Deglutì a fatica. «Sei entrato nella mia stanza», disse a bassa voce.
«Sì», risposi con voce tremante. «E ho scoperto cosa hai fatto in silenzio.»
Distolse lo sguardo, imbarazzato, come se fosse stato colto in flagrante mentre faceva qualcosa di troppo innocuo per ammetterlo.
Ho preso fiato e ho detto le parole che avrebbero dovuto essere pronunciate per prime.
« Mi dispiace. »
I suoi occhi tornarono a incrociare i miei.
Non ho cercato scuse. Non ho elencato le mie paure. Non ho difeso la decisione di cambiare le serrature. Sono semplicemente rimasto lì, lasciando che le scuse fossero sincere e complete.
Per un attimo, nessuno dei due si mosse. Poi le sue spalle si abbassarono, appena un po’, e vidi il giovane uomo che si celava dietro l’atteggiamento e il dolore.

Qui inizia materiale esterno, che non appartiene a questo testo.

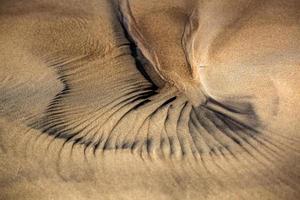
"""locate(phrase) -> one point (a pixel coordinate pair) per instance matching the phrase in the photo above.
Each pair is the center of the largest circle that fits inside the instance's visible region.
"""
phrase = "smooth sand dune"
(172, 99)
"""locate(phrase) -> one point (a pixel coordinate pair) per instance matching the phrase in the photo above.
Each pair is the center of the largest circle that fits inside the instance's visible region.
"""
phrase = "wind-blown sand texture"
(149, 99)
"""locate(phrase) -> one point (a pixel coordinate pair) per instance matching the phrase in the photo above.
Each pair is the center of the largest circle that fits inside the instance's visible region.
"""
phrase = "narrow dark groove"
(135, 51)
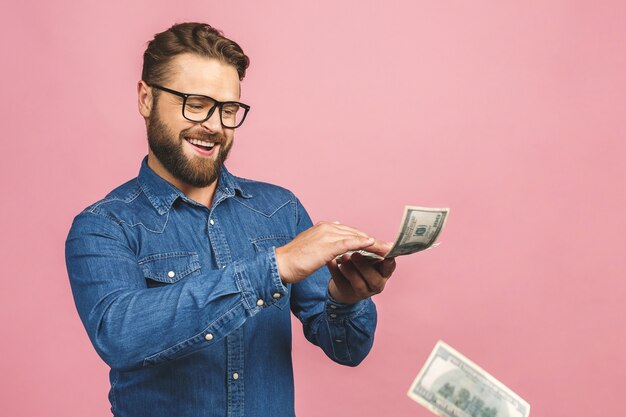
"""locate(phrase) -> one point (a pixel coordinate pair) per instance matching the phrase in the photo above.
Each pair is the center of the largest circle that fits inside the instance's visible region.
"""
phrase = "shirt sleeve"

« Non sapevo come parlarne », ha detto.
«Lo so», sussurrai. «Neanch’io lo sapevo.»
Eravamo in piedi nell’ingresso di quella casa troppo grande e troppo silenziosa, e per la prima volta dal funerale, non ci sembrò un luogo vuoto, pieno di bollette e di echi.
Mi sentivo di nuovo a casa.
Non perché tutto sia stato sistemato in una sola notte.
Ma perché finalmente ci eravamo visti chiaramente.
E a volte, dopo una perdita, è così che inizia il processo di guarigione.